Ainda há estórias com finais felizes!
Gostei muito!
Um abraço

AFRICA EM POESIA disse...

Manuel
Achas?

com aquela carta ...morro de susto .
se me aparecia no escuro eu morria mesmo---


beijos

rosa-branca disse...

Olá amigo Manuel, por momentos tive medo do final, mas deixou-me emocionada. Maravilhoso meu amigo e volto a dizer que adorei. Beijos com carinho

Magia da Inês disse...


¸.•°✿⊱╮
°✿ Olá, amigo!

Parabéns!!! Adorei a história!!!

Bom fim de semana!
Beijinhos do Brasil.°✿
♫•*¨*•.¸¸✿✿¸¸.•*¨*•♫

Centelha Luminosa disse...

Boa tarde meu querido e mui inspirado contista das minhas preferências!! rss..

Tu tens o poder de me prender aos teus contos, do início ao fim!

Um conto de amor, permeado com muitos sentimentos humanos, como a paixão, o afeto, o carinho, o amor maternal, sexual, mas também, a raiva, a decepção, e por fim, a surpresa de se perceber e aprender que não se pode fazer escolhas na vida, levados pelo primeiro impacto de uma situação. Mas, mesmo assim, tendo o personagem Tónio uma reação contraditória, e depois pelo impulso do momento, a Angelina ter partido, algo ficou registrado e aprendido: quando o amor é forte e verdadeiro, nada há que o destrua. Nem o tempo.

No mais, meu amado Manuel, como já te disse, sou tua admiradora e tenho aprendido contigo, algumas coisas sobre a arte de escrever contos. Devagar, chegarei lá.

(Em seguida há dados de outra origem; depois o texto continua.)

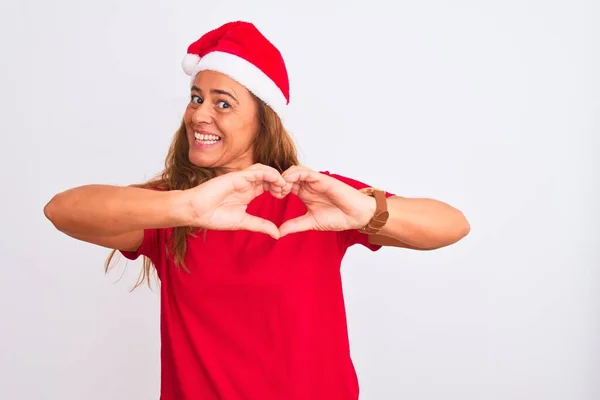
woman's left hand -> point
(331, 204)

Abraços da amiga de sempre!
Lu...

Maria disse...

Às vezes a precipitação leva-nos a agir sem pensar.
A sua Angelina foi precipitada duas vezes. A Iª quando não esperou que o Tóino caísse em si. Sofreu e fez sofrer o filho. A 2ª, querendo vingar-se, sem pensar no mal que ia fazer ao filho.
O Amor leva por vezes a atitudes loucas.
Felizmente acabou bem.
Gostei de o ler. Senti muita sensibilidade e uma grande tristeza, que aliás, confessa no seu perfil.
Um dia destes, passo cá.
Maria

Luís Coelho disse...

Uma história como muitas outras vividas nas serranias deste nosso país de vales profundos e de escarpas nuas.

Uma trama bem conseguida o que leva a uma leitura atenta.

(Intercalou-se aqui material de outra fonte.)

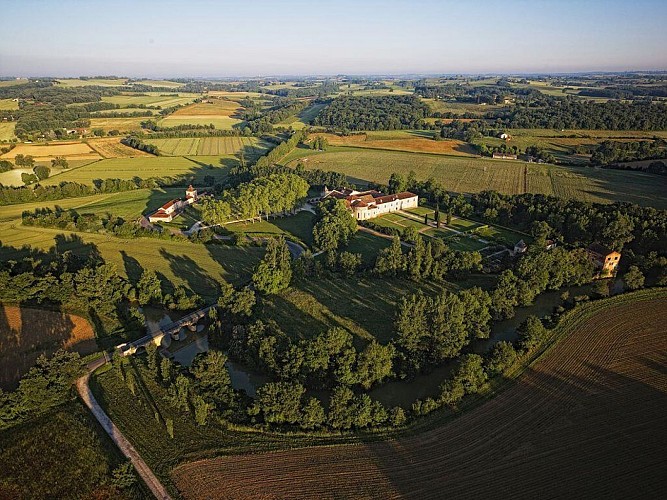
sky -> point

Tudo é bom quando acaba bem...

Sonhadora (RosaMaria) disse...

Meu querido Manuel

Como sempre uma bela estória e ainda por cima com um final feliz, e eu adorei ler.

Um beijinho com carinho
Sonhadora

Mary disse...

Olá Manuel!

Eu fui lendo cada verso, mas me preocupei muito com o final,achei que ia acontecer uma coisa bem trágica. Que bom que terminou assim,e o castigo dele já foi ter ficado esses anos todos sem noticias dela e do seu filho.

Lindo final, me emocionei!

Se quiser passar no meu blog será um prazer.

Bjos

SDaVeiga disse...

Vá lá, ao menos esta vingança teve um final feliz!!! :-)

Ainda bem que li primeiro o acima e só depois este, para sentir que terminei em beleza e parto daqui mais feliz! :-)

Bom fim de semana e bom fim-de-semana! :-)

SOL da Esteva disse...

Um belo Conto, Manuel, a atestar que o Amor sempre prevalece sobre a vingança.
Parabéns, Amigo.


Abraços


SOL

Mary disse...

Passando para te desejar uma linda semana.